Personal details
- Born: 23 April 1963 (age 62) Balqan, Sialkot
- Occupation: Retired officer of Police Services of Pakistan

= Ghulam Mahmood Dogar =

Pakistani police officer

Ghulam Mehmood Dogar (غلام محمود ڈوگر; born 23 April 1963) is a Pakistani retired police officer who served in grade-21 as Capital City Police Officer, Lahore. He belonged to the Police Services of Pakistan (PSP).

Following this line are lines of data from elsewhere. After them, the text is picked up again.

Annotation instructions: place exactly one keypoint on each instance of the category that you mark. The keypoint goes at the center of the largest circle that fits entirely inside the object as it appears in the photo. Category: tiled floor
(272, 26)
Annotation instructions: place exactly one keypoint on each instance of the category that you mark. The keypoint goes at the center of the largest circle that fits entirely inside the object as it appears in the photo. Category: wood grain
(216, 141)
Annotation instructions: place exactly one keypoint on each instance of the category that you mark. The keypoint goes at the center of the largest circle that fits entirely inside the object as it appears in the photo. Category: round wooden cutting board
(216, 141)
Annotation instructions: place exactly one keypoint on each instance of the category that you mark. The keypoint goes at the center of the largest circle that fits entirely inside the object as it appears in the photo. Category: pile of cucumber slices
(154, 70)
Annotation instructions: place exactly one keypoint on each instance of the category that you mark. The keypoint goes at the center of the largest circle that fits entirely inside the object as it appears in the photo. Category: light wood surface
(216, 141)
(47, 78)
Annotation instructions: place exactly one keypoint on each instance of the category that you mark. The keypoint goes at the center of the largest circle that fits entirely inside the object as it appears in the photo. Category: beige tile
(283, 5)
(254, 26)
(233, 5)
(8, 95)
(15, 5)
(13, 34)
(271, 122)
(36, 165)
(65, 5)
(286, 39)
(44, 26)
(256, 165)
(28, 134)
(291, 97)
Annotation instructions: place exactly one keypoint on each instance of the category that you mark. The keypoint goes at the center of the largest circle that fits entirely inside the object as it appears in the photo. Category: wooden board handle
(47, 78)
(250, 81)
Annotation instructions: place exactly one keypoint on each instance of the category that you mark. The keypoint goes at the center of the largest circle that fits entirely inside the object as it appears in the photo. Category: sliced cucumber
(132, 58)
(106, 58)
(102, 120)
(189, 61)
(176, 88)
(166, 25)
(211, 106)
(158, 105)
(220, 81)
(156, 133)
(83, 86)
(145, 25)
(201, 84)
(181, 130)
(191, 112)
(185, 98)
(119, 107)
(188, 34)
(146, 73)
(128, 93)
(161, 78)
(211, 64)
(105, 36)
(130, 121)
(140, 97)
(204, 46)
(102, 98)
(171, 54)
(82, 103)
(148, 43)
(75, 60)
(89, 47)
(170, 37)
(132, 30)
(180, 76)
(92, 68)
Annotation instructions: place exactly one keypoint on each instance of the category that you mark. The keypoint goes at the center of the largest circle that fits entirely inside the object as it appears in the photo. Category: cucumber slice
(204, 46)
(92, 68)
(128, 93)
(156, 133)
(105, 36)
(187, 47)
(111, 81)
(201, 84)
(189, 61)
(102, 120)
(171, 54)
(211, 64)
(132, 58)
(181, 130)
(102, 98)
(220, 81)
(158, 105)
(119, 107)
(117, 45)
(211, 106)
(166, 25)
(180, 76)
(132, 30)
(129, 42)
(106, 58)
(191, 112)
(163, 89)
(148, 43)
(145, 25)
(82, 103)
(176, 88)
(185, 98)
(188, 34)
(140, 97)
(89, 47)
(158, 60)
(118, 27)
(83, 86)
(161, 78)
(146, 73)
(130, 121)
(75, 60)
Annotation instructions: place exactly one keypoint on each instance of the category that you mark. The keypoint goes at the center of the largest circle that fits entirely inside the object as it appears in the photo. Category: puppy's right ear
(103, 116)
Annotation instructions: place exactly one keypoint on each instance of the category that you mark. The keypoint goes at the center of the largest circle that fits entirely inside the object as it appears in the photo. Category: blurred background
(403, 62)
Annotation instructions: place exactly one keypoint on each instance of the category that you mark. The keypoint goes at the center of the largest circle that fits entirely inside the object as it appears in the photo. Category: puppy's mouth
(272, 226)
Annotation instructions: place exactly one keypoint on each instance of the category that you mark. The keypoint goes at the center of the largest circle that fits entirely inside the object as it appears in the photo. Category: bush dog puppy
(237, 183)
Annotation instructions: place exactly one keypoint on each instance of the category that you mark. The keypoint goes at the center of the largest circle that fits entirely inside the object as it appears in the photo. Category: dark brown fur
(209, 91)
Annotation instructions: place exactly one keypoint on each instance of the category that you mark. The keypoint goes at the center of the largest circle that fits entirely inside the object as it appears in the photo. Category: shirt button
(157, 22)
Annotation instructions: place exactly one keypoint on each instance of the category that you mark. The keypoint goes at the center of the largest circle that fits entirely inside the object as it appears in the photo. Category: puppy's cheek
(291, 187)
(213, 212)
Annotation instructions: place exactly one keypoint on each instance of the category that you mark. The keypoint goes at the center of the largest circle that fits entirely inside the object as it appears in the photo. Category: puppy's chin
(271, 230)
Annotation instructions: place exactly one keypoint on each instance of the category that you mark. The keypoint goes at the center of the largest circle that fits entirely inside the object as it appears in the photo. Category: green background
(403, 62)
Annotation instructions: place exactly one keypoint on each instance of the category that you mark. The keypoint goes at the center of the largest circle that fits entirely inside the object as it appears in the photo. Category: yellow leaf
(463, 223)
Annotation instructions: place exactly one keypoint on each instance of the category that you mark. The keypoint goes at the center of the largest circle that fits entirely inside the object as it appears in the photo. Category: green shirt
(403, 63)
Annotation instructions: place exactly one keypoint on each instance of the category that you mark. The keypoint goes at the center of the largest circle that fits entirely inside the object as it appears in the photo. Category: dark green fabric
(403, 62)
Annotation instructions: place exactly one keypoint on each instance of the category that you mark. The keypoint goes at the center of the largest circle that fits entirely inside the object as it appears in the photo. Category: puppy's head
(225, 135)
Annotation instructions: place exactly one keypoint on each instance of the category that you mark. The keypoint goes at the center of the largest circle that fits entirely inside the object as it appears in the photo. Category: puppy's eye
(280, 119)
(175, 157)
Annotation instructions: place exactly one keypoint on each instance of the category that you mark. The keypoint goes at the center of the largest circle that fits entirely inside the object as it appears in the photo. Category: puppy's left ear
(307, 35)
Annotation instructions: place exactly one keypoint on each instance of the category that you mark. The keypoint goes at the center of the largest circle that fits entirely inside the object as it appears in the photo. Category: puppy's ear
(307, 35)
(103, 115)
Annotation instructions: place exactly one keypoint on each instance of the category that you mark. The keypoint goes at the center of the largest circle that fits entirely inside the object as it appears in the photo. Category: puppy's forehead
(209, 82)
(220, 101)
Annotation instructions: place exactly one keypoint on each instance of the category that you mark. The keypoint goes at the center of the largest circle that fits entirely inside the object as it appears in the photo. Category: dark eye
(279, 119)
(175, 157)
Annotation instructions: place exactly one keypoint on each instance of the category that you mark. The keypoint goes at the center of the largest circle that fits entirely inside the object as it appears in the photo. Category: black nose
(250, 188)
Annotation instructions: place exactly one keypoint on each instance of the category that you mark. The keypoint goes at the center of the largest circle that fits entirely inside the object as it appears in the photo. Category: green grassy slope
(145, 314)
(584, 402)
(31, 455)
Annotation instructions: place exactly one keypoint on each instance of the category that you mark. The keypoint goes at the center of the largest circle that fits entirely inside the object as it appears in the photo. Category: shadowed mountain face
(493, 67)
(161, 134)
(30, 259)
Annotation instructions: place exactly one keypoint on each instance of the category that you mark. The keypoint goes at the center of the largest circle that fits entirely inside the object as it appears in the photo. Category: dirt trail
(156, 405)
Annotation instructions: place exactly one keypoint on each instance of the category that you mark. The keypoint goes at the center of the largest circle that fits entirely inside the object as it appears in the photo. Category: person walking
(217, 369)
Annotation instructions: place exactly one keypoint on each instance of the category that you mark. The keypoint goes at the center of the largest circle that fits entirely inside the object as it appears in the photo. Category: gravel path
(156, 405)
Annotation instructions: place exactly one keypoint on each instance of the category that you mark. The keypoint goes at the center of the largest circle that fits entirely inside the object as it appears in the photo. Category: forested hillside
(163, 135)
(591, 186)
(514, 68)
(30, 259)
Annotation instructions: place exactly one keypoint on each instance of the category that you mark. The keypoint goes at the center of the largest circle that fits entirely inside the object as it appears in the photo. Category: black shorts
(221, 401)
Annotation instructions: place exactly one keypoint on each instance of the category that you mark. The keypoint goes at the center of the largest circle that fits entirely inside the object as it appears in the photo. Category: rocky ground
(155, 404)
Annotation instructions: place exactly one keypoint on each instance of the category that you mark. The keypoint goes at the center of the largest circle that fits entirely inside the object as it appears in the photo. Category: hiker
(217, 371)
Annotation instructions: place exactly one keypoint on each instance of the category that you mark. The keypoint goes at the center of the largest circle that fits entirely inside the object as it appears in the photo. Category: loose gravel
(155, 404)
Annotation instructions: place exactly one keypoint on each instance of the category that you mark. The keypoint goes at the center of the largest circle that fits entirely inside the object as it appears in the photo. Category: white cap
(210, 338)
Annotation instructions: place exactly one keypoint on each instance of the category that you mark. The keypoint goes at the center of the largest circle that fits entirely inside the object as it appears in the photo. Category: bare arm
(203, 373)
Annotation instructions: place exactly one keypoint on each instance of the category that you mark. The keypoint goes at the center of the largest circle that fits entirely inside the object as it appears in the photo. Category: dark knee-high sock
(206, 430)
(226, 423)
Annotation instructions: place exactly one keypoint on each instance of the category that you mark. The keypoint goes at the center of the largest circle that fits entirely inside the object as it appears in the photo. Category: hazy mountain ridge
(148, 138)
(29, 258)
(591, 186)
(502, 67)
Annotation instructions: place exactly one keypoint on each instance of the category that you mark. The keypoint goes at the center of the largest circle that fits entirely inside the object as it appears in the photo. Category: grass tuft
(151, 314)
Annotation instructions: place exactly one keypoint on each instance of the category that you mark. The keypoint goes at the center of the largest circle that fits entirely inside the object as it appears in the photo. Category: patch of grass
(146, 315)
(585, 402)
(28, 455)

== Early life and education ==

Dogar was born in village Balqan, district Sialkot. He possesses a degree in civil engineering and is a graduate of University of Engineering and Technology, Lahore.

== Career in police ==
Dogar qualified Central Superior Services exam in 1993 and joined the Police Services of Pakistan on 31 October 1993. He belongs to the 21st Common Training Programme of Civil Services Academy, Lahore. During his career in police, he has served as Assistant Superintendent of Police Nawabshah, Pano Aqil and Khairpur; Superintendent of Police Gulshan-e-Iqbal Karachi, Central District Karachi, Headquarters Garden Karachi; Senior Superintendent of Police (Security) Karachi; District Police Officer Nasirabad, Balochistan, SSP Operations Quetta; Chief Traffic Officer Lahore; Additional Inspector General Training, Punjab Police; City Police Officer Gujranwala; DIG Operations Lahore, Regional Police Officer Sahiwal, and Regional Police Officer, Faisalabad. He retired from police service on 22 April 2023.

In November 2022, Dogar was suspended by the Government of Pakistan for failing to provide security to Governor of Punjab, Pakistan. In December 2022, he was reinstated by the Supreme Court of Pakistan. Two months later, in February 2023, an audio clip was leaked of a conversation between him and Pakistan Tehreek-e-Insaf (PTI) leader Dr Yasmin Rashid about his posting. This further fuelled the controversy surrounding his appointment and its political implications. Later, his transfer from Lahore City was also suspended by the Supreme Court of Pakistan. In April 2023, after much controversy, he took retirement from police service.